A moulded doorway leads to the tower stair-turret, which has a ribbed and studded door. A Norman font survives, comprising a square bowl on a large central shaft with four smaller flanking shafts; the bowl is carved with dragon figures and a dove, and features a Jacobean tester. Jacobean work also includes a tower screen with turned balusters and two chairs. A late 17th or early 18th-century pulpit is present. Upper and lower entrances to the former rood loft remain, with stairs, and a hagioscope is visible.

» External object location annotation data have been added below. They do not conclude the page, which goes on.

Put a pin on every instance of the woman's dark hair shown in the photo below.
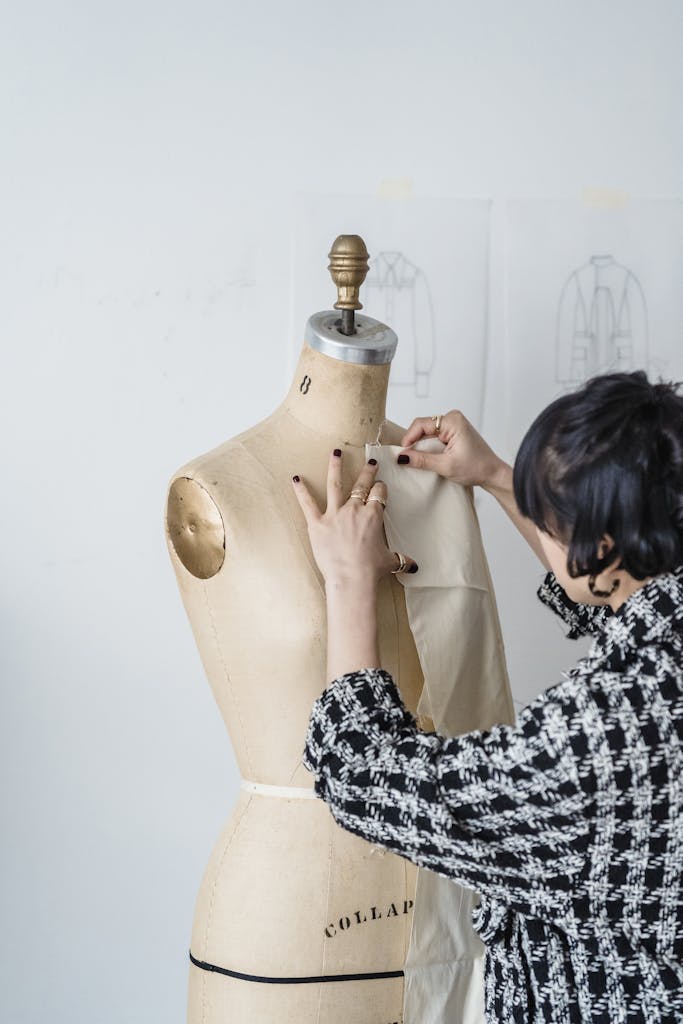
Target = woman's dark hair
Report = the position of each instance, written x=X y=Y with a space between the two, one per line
x=608 y=459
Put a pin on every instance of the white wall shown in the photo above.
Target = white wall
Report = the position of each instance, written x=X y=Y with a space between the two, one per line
x=151 y=153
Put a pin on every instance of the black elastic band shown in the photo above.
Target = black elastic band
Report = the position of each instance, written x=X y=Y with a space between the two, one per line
x=295 y=981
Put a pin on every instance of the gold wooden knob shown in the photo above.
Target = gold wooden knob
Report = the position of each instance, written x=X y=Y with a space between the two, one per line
x=348 y=266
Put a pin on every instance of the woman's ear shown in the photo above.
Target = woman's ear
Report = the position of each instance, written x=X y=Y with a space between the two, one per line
x=606 y=545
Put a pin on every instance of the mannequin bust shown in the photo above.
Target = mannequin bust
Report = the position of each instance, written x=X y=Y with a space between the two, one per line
x=292 y=908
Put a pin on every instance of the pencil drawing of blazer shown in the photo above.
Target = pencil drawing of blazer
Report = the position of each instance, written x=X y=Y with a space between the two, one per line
x=601 y=322
x=398 y=294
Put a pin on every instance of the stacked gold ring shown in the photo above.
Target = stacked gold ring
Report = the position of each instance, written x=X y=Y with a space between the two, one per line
x=402 y=562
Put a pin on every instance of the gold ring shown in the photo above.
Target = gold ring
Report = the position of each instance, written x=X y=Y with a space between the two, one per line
x=402 y=562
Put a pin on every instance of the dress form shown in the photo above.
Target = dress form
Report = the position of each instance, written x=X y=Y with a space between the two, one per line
x=287 y=894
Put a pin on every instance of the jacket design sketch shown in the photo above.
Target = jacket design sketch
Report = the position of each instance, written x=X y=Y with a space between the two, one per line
x=601 y=322
x=568 y=823
x=398 y=293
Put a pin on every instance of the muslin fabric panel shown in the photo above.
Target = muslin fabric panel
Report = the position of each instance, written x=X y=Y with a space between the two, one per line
x=454 y=619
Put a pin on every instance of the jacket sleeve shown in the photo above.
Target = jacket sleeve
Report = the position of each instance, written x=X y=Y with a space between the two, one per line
x=581 y=619
x=499 y=810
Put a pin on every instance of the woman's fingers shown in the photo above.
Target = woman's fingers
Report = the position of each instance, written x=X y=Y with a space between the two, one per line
x=308 y=504
x=422 y=426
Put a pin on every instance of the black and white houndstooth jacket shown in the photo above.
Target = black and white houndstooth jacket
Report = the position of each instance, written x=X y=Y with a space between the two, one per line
x=569 y=823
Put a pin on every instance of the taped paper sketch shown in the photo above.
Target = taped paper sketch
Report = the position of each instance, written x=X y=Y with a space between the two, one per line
x=428 y=281
x=601 y=323
x=399 y=295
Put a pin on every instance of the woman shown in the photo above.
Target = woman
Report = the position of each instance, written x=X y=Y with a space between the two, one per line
x=569 y=824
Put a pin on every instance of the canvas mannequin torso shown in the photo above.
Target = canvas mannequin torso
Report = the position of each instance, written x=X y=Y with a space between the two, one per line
x=287 y=893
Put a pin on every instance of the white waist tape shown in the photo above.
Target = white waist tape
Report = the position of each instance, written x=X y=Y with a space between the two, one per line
x=288 y=792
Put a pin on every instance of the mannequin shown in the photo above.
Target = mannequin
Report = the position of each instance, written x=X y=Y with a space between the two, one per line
x=319 y=916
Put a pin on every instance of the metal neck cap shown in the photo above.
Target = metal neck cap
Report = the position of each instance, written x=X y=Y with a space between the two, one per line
x=373 y=342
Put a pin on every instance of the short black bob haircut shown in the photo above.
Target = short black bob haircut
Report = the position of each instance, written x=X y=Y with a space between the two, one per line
x=608 y=459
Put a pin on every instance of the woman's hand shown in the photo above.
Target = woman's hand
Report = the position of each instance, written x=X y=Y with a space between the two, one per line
x=347 y=539
x=467 y=459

A 15th-century rood screen has square-headed panels with simple tracery and paired central doors; the cornice to the east survives, and much of the original painted decoration remains. Little carved figures against the wall plate over the roof-loft stairway are connected by fretwork indicating the width of the musicians' gallery. Notable 13th-century sedilia comprise three seats with cusped arches on slender columns and round-backed seats with arcading. The piscina is particularly noteworthy, featuring flanking arcading of blank niches. A Jacobean altar table stands adjacent to a medieval sarcophagus.
A set of 15th-century pews with carved traceried bench ends survives, along with a small medieval chest. A small cased 19th-century organ remains in the church. Fragments of royal arms under the tower and a brass memorial to the Fallen of the Great War are present. Fragments of medieval stained glass survive in the chancel, along with remains of small glazed tiles on the chancel floor, thought to originate from Muchelney Abbey.
Five bells hang in the tower: two are of pre-Reformation date, and three are 17th-century. One of the later bells was cast in Bristol and one in Taunton.